Common misconception. “In Container With Most Water, I should move whichever pointer I like, or always the left one.” Reality. You must move the pointer at the shorter line. The area is capped by the shorter side, so moving the taller side inward can only keep that cap and shrink the width, never improving the result; only moving the shorter side can find a taller wall. Moving the wrong pointer does not just slow you down, it can walk straight past the best answer. Knowing which pointer and why is the whole problem.

Python idioms this week

You are not yet expected to be fluent, so here is the toolbox this week uses. If any is unfamiliar, open the Python refresher before Monday.

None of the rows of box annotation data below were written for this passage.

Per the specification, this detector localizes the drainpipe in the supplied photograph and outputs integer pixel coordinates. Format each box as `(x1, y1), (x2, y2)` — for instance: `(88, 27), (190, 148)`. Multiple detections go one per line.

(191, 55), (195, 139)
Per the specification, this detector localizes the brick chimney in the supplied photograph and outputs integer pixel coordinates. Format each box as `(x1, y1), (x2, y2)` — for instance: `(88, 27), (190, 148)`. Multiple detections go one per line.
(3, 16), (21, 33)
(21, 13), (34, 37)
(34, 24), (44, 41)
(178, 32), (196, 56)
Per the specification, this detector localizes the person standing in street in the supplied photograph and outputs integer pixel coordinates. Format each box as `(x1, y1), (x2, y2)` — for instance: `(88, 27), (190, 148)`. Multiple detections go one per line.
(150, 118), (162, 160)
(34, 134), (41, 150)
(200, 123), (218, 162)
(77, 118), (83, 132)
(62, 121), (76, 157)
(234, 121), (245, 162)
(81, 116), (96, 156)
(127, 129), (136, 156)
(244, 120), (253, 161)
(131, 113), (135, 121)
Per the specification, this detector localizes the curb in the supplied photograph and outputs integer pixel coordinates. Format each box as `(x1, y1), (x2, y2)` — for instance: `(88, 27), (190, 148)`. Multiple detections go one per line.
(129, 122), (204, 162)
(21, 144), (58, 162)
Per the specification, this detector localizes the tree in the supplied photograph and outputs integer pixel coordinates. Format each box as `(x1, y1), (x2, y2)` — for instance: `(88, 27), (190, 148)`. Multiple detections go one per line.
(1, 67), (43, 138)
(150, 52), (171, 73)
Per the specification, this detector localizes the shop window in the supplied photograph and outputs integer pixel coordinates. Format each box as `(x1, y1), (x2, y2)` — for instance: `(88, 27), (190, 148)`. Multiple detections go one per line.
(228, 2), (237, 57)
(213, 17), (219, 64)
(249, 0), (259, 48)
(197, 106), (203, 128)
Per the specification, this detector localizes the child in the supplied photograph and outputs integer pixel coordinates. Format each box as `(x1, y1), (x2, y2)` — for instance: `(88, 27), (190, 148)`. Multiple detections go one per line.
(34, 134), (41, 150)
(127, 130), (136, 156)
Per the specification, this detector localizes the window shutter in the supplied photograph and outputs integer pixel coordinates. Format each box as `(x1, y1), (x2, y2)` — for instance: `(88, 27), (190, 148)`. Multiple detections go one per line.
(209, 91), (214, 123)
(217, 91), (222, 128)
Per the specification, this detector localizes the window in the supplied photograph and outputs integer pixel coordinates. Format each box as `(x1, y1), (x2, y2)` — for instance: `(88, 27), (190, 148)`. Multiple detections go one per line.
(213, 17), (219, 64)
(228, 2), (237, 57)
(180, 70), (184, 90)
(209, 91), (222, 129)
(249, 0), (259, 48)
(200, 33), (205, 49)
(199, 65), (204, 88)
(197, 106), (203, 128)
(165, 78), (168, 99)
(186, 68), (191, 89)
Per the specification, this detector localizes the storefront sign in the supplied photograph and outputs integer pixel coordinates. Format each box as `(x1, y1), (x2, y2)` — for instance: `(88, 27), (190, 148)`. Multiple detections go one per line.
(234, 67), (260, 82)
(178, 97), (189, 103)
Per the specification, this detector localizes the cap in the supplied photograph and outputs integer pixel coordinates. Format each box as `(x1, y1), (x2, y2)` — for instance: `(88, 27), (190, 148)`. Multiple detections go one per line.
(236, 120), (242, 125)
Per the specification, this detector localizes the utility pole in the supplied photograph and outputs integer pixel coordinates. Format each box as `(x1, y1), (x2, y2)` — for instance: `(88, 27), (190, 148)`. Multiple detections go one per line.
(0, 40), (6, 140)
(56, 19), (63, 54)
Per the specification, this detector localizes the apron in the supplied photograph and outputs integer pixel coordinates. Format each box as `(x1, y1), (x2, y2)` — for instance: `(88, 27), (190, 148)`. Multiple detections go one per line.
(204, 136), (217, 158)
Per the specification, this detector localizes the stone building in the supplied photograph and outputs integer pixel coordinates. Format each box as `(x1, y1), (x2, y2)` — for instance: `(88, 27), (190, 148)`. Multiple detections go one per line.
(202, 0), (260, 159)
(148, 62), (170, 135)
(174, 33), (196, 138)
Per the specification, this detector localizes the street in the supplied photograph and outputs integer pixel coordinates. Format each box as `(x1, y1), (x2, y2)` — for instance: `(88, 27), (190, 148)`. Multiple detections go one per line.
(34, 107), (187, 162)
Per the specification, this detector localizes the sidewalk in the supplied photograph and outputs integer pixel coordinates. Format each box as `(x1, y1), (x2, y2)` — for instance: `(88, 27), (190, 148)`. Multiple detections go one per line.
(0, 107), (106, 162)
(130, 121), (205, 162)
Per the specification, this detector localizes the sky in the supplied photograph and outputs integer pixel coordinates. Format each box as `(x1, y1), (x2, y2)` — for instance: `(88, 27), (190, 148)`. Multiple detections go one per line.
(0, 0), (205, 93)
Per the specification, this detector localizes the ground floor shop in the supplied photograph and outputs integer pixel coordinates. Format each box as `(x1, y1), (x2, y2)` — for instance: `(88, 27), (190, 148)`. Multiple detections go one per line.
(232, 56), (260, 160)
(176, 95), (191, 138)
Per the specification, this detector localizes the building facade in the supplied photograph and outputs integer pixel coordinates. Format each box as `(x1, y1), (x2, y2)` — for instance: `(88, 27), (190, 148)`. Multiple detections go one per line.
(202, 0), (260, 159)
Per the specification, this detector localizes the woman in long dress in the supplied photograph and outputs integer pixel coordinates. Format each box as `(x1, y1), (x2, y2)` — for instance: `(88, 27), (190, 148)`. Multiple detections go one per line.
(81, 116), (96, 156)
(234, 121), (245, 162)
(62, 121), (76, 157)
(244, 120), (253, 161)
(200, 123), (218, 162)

A two-index while loop: i, j = 0, len(arr) - 1 then while i < j:, moving i += 1 or j -= 1 inside. This is the spine of every problem this week.
arr.sort() (in place, returns None) versus sorted(arr) (returns a new list). Use the in-place sort when you are allowed to reorder the input and do not need original indices.
The swap a, b = b, a, and tuple unpacking generally (lo, hi = i + 1, n - 1).
Skipping duplicates by advancing an index in a while: while lo < hi and nums[lo] == nums[lo - 1]: lo += 1.
String inspection for palindromes: ch.isalnum() (is this character a letter or digit?) and ch.lower() (case-fold one character). These let you compare two ends of a string while ignoring punctuation and case, without building a cleaned copy.
min(...) and max(...) over the current pair, for area-style and water-style problems.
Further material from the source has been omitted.